Das Team um Professor Dr. Puja Agarwal obduzierte Gehirne von 581 verstorbenen Personen, die zu ihrem Todeszeitpunkt durchschnittlich 91 Jahren alt waren. Alle hatten sich zuvor bereit erklärt, beim Demenz-Forschungsprojekt »Rush Memory and Aging Project« mitzuwirken. Bei 39 Prozent wurde unmittelbar vor ihrem Tod eine Demenz diagnostiziert. Bei der postmortalen Untersuchung erfüllten zwei Drittel der Verstorbenen die Kriterien für die Alzheimer-Krankheit. Mit Biomarkern aus der Neurobildgebung bestimmten die Forschenden die Menge an abgelagertem β-Amyloid und phosphoryliertem τ-Protein in den Gehirnen.

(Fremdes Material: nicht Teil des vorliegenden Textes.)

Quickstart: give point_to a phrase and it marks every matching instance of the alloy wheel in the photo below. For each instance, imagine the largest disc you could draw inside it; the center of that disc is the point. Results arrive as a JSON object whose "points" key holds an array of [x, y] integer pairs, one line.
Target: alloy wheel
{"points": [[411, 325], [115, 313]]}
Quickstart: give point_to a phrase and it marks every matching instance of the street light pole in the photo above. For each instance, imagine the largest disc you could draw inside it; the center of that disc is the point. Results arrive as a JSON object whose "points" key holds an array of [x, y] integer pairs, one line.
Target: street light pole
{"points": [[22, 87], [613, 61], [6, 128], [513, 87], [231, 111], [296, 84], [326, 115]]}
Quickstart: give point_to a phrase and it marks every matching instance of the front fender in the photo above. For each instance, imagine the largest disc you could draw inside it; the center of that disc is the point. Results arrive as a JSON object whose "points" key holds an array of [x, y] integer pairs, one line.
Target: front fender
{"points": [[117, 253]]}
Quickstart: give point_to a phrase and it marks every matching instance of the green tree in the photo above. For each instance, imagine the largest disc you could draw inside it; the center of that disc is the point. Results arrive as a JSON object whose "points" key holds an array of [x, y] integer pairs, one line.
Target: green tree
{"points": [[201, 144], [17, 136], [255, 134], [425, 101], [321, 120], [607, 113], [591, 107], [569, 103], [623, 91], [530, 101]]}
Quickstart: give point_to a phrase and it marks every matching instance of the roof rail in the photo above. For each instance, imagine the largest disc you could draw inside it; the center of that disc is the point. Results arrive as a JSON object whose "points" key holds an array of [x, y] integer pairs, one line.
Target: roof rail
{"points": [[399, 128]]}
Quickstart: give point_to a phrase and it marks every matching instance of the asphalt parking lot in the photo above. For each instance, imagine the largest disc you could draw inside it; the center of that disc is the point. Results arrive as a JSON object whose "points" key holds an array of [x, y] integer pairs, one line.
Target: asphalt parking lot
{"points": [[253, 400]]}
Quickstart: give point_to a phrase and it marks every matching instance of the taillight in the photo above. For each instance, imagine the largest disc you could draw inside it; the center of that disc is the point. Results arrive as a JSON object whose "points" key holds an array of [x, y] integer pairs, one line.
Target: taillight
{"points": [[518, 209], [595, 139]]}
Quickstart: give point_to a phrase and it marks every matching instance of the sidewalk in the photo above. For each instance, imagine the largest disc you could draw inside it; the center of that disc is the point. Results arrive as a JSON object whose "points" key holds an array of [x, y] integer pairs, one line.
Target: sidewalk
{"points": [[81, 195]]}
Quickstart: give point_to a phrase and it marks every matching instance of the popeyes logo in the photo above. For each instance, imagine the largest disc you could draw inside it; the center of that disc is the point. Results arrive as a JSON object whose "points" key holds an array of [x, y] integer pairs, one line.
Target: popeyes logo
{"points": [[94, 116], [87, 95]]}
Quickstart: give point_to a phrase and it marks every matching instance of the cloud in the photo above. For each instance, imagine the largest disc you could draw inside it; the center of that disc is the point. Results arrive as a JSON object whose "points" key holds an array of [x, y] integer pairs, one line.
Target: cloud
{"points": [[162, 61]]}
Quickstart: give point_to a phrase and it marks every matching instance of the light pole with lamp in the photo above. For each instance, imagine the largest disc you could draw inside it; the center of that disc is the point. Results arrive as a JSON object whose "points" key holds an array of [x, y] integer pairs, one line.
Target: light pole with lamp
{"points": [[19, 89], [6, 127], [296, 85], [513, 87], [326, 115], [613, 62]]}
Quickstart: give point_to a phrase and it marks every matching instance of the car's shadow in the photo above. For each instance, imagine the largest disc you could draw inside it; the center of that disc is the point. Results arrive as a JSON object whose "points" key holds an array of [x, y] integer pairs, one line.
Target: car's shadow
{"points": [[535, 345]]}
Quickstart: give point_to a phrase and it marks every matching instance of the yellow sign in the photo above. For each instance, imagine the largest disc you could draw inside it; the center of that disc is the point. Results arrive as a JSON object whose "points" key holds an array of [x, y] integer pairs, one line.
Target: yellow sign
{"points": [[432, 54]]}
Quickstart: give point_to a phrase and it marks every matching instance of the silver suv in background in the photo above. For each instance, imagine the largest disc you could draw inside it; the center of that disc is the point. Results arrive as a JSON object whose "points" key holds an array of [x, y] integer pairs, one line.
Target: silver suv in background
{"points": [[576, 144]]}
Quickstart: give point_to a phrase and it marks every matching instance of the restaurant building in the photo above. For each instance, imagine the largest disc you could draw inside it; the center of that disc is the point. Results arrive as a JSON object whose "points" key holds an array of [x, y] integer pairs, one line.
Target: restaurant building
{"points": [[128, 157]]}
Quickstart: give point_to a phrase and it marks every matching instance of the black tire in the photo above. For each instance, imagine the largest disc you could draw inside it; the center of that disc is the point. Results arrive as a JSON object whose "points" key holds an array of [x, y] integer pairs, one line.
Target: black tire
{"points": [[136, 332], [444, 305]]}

Die Autopsie-Ergebnisse kombinierten sie mit den Ernährungsgewohnheiten. Die Studienteilnehmer wurden jährlich zu ihrer Ernährung befragt, durchschnittlich ab einem Alter von 84 Jahren. Mithilfe eines Regressionsmodells bestimmte das Team, wie die mediterrane und die MIND-Ernährung mit dem Ausmaß der Alzheimer-Pathologie korrelierten. Demnach waren beide Ernährungsformen mit weniger Anzeichen für die Alzheimer-Erkrankung verbunden.
»Diese Ergebnisse sind aufregend: Eine Verbesserung der Ernährung in nur einem Bereich, wie der Verzehr von mehr als sechs Portionen grünem Blattgemüse pro Woche oder der Verzicht auf frittierte Lebensmittel, wurde mit weniger Amyloid-Plaques im Gehirn in Verbindung gebracht – ähnlich wie wenn man etwa vier Jahre jünger wäre«, schreibt Agarwal in einer Pressemitteilung.
Aufgrund des Studiendesigns können beide Studien lediglich eine Korrelation, aber keinen ursächlichen Zusammenhang nachweisen. »Aber wir wissen, dass es einen Zusammenhang gibt, und die Einhaltung der MIND- und der mediterranen Ernährung kann eine Möglichkeit sein, die Gesundheit des Gehirns zu verbessern und die kognitiven Fähigkeiten im Alter zu schützen«, resümiert Agarwal.
Auch räumen die Autorinnen und Autoren beider Publikationen ein, dass die Analysen mehrheitlich auf Personen beschränkt waren, die ihre ethnische Herkunft als weiß, britisch oder irisch angegeben hatten. Sie plädieren daher für weitere Forschung, um zu untersuchen, wie Ernährung und Gene das Demenzrisiko beeinflussen.